Esto incluye también los libros académicos que hacen parte de los útiles escolares de niños y jóvenes.

Las armas perderían beneficios tributarios con la reforma

El tema de las armas es más complejo. Lo primero a tener en cuenta es que dentro de la categoría “armas” no solo entran las pistolas y revólveres. Se trata también de armas de uso militar: sistemas de defensa e inteligentes de orientación militar, cañones, fusiles, lanzacohetes, granadas, bombas, misiles, entre otros. 

En Colombia, el Estado es quien ostenta el monopolio de la fuerza; lo que quiere decir que es el único que puede comprar y vender armas en el país. Lo que entonces también quiere decir que es, casi exclusivamente, el único comprador de armas del país.

Si algún particular o una empresa privada de seguridad quisiera adquirir un arma (de forma legal), tiene que acudir a Indumil, la empresa de producción y venta de armas del Estado colombiano.

Entonces, volviendo al tema tributario, actualmente las armas están completamente exentas del pago de IVA. Desde su producción (porque Colombia produce armas) hasta su comercialización. Esto fue posible gracias, también, a la última reforma tributaria. 

Para el decano Behar, no es un asunto que debiera generar tanta polémica, pues si el Estado es quien ostenta el monopolio de la fuerza y es casi exclusivamente el único comprador de armas en el país, sería un absurdo que se clavara impuestos a sí mismo.
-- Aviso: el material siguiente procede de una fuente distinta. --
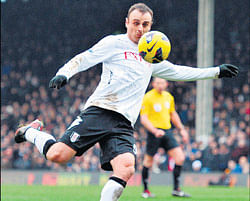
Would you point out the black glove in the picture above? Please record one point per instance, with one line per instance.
(228, 70)
(58, 81)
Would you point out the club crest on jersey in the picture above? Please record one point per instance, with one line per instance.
(157, 107)
(167, 105)
(74, 137)
(134, 149)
Además, ponerse impuestos tendría dos grandes consecuencias, según el decano. La primera, que el precio de las armas subiera tanto que hiciera más rentable importarlas en lugar de fabricarlas (con todo y lo que esto implica en materia de producción, rentabilidad y empleos). 
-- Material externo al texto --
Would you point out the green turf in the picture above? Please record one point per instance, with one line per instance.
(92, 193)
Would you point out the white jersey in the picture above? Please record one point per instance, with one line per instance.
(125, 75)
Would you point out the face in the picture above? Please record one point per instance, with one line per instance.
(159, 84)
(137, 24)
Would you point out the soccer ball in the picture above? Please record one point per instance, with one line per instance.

Y segundo, que entonces el presupuesto asignado al Ministerio de Defensa tendría un menor rendimiento frente a la adquisición de estos productos. Lo que para Behar produciría, a la larga, que el presupuesto en defensa subiera, ya que el país no va a dejar de adquirir ni producir armamento para su producción.

Ahora bien, la ley de financiamiento lo que propone es mantener sin IVA las armas de guerra de uso privativo de las fuerzas Militares y la Policía Nacional, con excepción de los revólveres, pistolas y armas blancas. Así está escrito en el artículo 2 de la reforma. Y aplica exactamente de la misma manera según la partida 93.01 del artículo 424 del Estatuto Tributario vigente al día de hoy.

La ley de financiamiento, sin embargo, modifica la manera en que estas están libres del pago de IVA, pues pasa su tributación de exenta a excluida.

Erick Behar publicó una columna de opinión en la revista Dinero donde explica un poco más a fondo el tema y esclarece cuál es la diferencia entre exento y excluido:

“Un bien exento causa el IVA con una tarifa del 0%, y sus productores pueden solicitar devoluciones por el IVA que se pagó para insumos en la producción... Un bien excluido, en cambio, no causa el IVA y no permite devoluciones”.

Esto lo que quiere decir, de acuerdo con Behar, es que al contrario de lo que se está diciendo en las redes sociales, lo que hace la ley de financiamiento es quitarle beneficios a quienes producen armas, pues ya no se les hará una devolución del IVA que pagaron por la compra de materias primas para su manufactura.

Además, si un privado o un particular quisiera adquirir un revólver, una pistola o un arma blanca, sí tendría que pagar el IVA, ya que estos productos no están incluidos dentro de la exclusión del pago hecha por el gobierno.